Zu spät fürs Leben: Die Geschichte des Arztes, die alles veränderte

„Eine Heiratsurkunde ist keine Tischreservierung.“

Grant schluckte.

„Euer Ehren, wir haben unterschrieben, was uns vorgelegt wurde.“

Hailey wandte sich an Sabrina.

„Wusstest du das?“

„Patricia sagte, du wolltest eigentlich gar nicht heiraten. Sie sagte, Grant sei es leid, auf dich zu warten.“

„Und du hast ihr geglaubt?“

„Nein“, sagte Hailey leise und antwortete sich selbst. „Du wolltest es glauben.“

Der Krankenhausdirektor stand neben Hailey.

„Die Familie des Kindes, das der Arzt gerettet hat, ist die Familie Alvarez.“

Patricia runzelte die Stirn.

„Na und?“

Der Direktor sah Grant an.

„Das bedeutet, dass der Alvarez Medical Trust den Antrag auf Erweiterung des Grant Whitcomb Krankenhauses prüft.“

Grant erbleichte.

Herr Alvarez öffnete seinen Aktenkoffer.

„Und nach dem, was ich gesehen habe“, sagte er, „habe ich meine Entscheidung getroffen.“

Grant ging auf Herrn Alvarez zu.

„Sir“, sagte er. „Das ist ein persönliches Missverständnis.“

Herr Alvarez blickte an ihm vorbei zu Hailey.

„Nein. Das ist eine Charakterprobe.“

Patricia packte Grants Arm.

„Bettel nicht.“

Doch Grant war bereits den Tränen nahe.

Seine Immobilienfirma war vom Alvarez Medical Trust abhängig. Ohne diese Finanzierung würden sein Büro, seine Investoren und sein Ruf zusammenbrechen, noch bevor die Tinte auf seiner neuen Heiratsurkunde getrocknet war.

Herr Alvarez schloss seine Aktentasche.

„Der Trust zieht seinen Antrag zurück“, sagte er. „Ein Mann, der seine Verlobte verlässt, weil sie ein Kind gerettet hat, ist nicht jemand, dem ich Gesundheitsgelder anvertrauen kann.“

Grant wandte sich an Hailey.

„Sag etwas.“

Sie sah ihn an.

„Ich hab’s dir doch gesagt. Sechs Jahre lang.“ Du hast nie zugehört.

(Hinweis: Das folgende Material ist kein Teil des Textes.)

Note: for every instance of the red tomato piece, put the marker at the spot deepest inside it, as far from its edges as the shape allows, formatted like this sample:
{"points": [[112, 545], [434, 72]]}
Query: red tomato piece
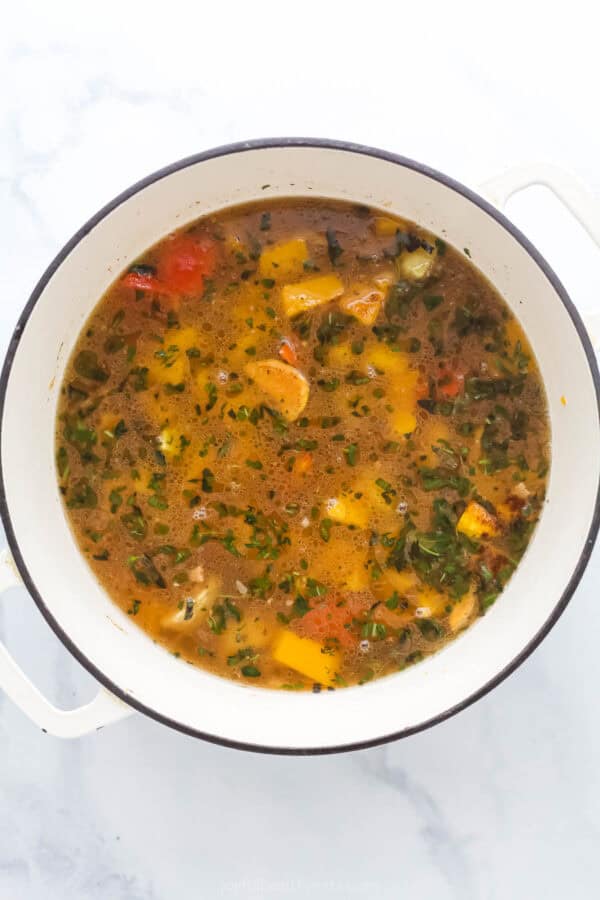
{"points": [[185, 263], [327, 620], [287, 352]]}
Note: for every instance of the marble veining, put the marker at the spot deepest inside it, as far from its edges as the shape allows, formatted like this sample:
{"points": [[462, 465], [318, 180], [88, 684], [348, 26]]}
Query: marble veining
{"points": [[501, 801]]}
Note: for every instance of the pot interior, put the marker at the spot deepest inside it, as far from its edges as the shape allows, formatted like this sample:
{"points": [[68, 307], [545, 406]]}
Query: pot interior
{"points": [[105, 639]]}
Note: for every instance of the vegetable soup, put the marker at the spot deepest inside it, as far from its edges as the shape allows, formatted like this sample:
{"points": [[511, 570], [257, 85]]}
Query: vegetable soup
{"points": [[303, 443]]}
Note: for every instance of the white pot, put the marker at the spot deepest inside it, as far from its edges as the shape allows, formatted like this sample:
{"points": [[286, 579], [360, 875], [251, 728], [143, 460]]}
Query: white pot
{"points": [[106, 641]]}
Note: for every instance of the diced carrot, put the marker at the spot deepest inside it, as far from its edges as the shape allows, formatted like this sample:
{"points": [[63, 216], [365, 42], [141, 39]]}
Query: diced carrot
{"points": [[328, 620], [185, 263], [303, 463], [287, 352]]}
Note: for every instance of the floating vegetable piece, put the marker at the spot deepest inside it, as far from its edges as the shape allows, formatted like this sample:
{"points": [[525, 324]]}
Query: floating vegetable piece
{"points": [[306, 656], [306, 295], [364, 304], [283, 259], [416, 266], [476, 522], [462, 612], [285, 386]]}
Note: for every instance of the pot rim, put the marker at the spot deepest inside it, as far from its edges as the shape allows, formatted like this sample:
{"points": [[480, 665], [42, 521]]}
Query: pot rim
{"points": [[319, 144]]}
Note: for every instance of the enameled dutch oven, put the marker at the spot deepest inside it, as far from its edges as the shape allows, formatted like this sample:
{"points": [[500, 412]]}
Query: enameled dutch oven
{"points": [[135, 673]]}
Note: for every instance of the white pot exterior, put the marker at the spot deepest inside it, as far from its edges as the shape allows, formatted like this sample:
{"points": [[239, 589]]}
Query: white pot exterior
{"points": [[106, 640]]}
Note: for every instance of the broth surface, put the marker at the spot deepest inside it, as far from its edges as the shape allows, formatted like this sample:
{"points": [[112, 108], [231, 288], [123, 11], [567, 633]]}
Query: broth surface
{"points": [[303, 443]]}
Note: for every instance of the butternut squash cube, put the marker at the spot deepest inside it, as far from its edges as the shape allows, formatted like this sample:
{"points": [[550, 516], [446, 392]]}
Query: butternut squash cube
{"points": [[385, 226], [286, 387], [283, 259], [305, 656], [404, 421], [462, 612], [416, 266], [306, 295], [476, 522]]}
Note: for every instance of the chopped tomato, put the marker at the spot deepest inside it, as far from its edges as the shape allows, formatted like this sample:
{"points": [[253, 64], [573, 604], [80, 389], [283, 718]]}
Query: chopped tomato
{"points": [[185, 263], [287, 352], [328, 620], [450, 383], [141, 282], [303, 463]]}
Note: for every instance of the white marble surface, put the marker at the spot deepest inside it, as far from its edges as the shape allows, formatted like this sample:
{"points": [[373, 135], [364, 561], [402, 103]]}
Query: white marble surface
{"points": [[503, 800]]}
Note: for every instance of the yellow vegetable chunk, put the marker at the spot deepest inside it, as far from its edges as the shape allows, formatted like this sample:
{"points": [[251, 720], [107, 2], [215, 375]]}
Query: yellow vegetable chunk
{"points": [[476, 522], [363, 303], [306, 295], [168, 443], [385, 227], [404, 421], [305, 656], [462, 612], [283, 259], [416, 266], [286, 387]]}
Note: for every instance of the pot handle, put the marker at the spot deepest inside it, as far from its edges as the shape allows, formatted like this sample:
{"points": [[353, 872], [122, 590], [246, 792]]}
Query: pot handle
{"points": [[104, 709], [567, 187], [573, 192]]}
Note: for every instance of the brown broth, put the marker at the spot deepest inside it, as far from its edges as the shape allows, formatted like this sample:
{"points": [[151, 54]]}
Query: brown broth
{"points": [[332, 515]]}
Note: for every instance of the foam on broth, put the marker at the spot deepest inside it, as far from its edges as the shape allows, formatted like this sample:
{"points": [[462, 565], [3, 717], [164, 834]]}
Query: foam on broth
{"points": [[302, 443]]}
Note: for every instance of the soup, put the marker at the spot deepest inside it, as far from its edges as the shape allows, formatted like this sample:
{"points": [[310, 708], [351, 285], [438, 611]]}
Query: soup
{"points": [[302, 443]]}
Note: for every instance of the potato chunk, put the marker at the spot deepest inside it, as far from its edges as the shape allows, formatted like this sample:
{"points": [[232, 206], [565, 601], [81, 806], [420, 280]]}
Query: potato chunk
{"points": [[306, 295], [283, 259], [305, 656], [462, 612], [416, 266], [364, 303], [286, 387], [476, 522]]}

Der Richter ordnete an, dass der Gerichtsschreiber alle Dokumente sichert. Patricias gefälschte Vollmacht wurde zur Überprüfung eingereicht. Grants und Sabrinas Ehe wurde nicht anerkannt – sie wurde Gegenstand von Ermittlungen.

Sabrina versuchte, Hailey auf dem Flur anzusprechen.

„Ich geriet in Panik“, flüsterte sie. „Ich dachte, wenn ich ihn nicht heirate, verliere ich ihn.“

Hailey sah die Frau an, die jede ihrer Schwächen kannte, und doch griff sie nach ihr.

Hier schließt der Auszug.